Artediellus atlanticus, the Atlantic hookear sculpin or hookhorn sculpin, is a species of marine ray-finned fish belonging to the family Cottidae. It is found along the coasts of Northern Atlantic Ocean.

==Taxonomy==
Artediellus atlanticus was first formally described in 1898 by the American ichthyologists David Starr Jordan and Barton Warren Evermann with its type locality given as Massachusetts Bay. This species is classified in the genus Artediellus which is classified in the subfamily Cottinae of the family Cottidae in the 5th edition of Fishes of the World. This species is classified by some authorities in the subgenus Artediellus.

==Description==
Artediellus atlanticus has an elongated body which is thicker at the front and tapers to the tail with a moderately large mouth. The gill membranes are joined at the isthmus, there are no bony protuberances on the scales of the lateral line and the spine on the operculum is hooked upwards. The dorsal fina are supported by a total of 7 spines and 13 soft rays while the anal fin is supported by 11 soft rays. The maximum published standard length is 15 cm, although 10.5 cm is more typical.
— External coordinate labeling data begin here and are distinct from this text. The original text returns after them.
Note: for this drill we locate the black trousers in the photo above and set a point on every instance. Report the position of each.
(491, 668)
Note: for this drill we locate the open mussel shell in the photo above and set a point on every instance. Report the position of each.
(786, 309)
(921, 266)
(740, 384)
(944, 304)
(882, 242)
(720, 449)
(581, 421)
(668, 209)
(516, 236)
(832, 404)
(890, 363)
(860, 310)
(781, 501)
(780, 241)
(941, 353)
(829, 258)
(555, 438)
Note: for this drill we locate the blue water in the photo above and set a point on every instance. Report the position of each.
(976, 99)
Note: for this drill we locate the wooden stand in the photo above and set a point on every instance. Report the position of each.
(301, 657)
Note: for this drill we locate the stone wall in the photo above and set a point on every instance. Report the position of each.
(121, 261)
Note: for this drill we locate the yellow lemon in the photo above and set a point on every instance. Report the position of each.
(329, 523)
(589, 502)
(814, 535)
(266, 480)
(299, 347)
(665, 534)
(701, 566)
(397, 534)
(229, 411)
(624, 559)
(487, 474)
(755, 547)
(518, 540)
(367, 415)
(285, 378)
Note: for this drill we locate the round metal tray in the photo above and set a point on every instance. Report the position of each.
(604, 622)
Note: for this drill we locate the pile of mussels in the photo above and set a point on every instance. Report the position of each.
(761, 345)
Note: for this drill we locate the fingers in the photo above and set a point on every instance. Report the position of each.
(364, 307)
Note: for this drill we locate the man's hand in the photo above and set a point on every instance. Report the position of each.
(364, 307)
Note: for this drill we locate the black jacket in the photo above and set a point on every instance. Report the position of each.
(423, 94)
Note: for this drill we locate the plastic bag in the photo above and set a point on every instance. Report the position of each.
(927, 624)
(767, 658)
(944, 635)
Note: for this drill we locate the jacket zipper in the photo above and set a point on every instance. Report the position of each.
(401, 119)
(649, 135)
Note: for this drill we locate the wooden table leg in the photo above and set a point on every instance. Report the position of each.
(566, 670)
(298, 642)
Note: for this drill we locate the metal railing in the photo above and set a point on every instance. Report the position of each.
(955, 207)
==Distribution and habitat==
Artediellus atlanticus in the North Atlantic Ocean where it occurs from Greenland to Cape Cod in the northwestern Atlantic and from the Barents Sea and Greenland south through Iceland, Scandinavia, the Faroes south to northern Scotland and Ireland. It is a demersal fish found on sandy or muddy substrates at depths between 35 and 900 m.

==Biology==
Artediellus atlanticus feeds on benthic inverterates such as polychaetes and small molluscs, they very infrequently prey on small crustaceans. It occurs at temperatures between -1.7 and 4 °C. The females lay between 50 and 350 eggs in the late summer. The eggs take over 200 days to hatch and the larvae hatched from the eggs are well developed, very similar to adults.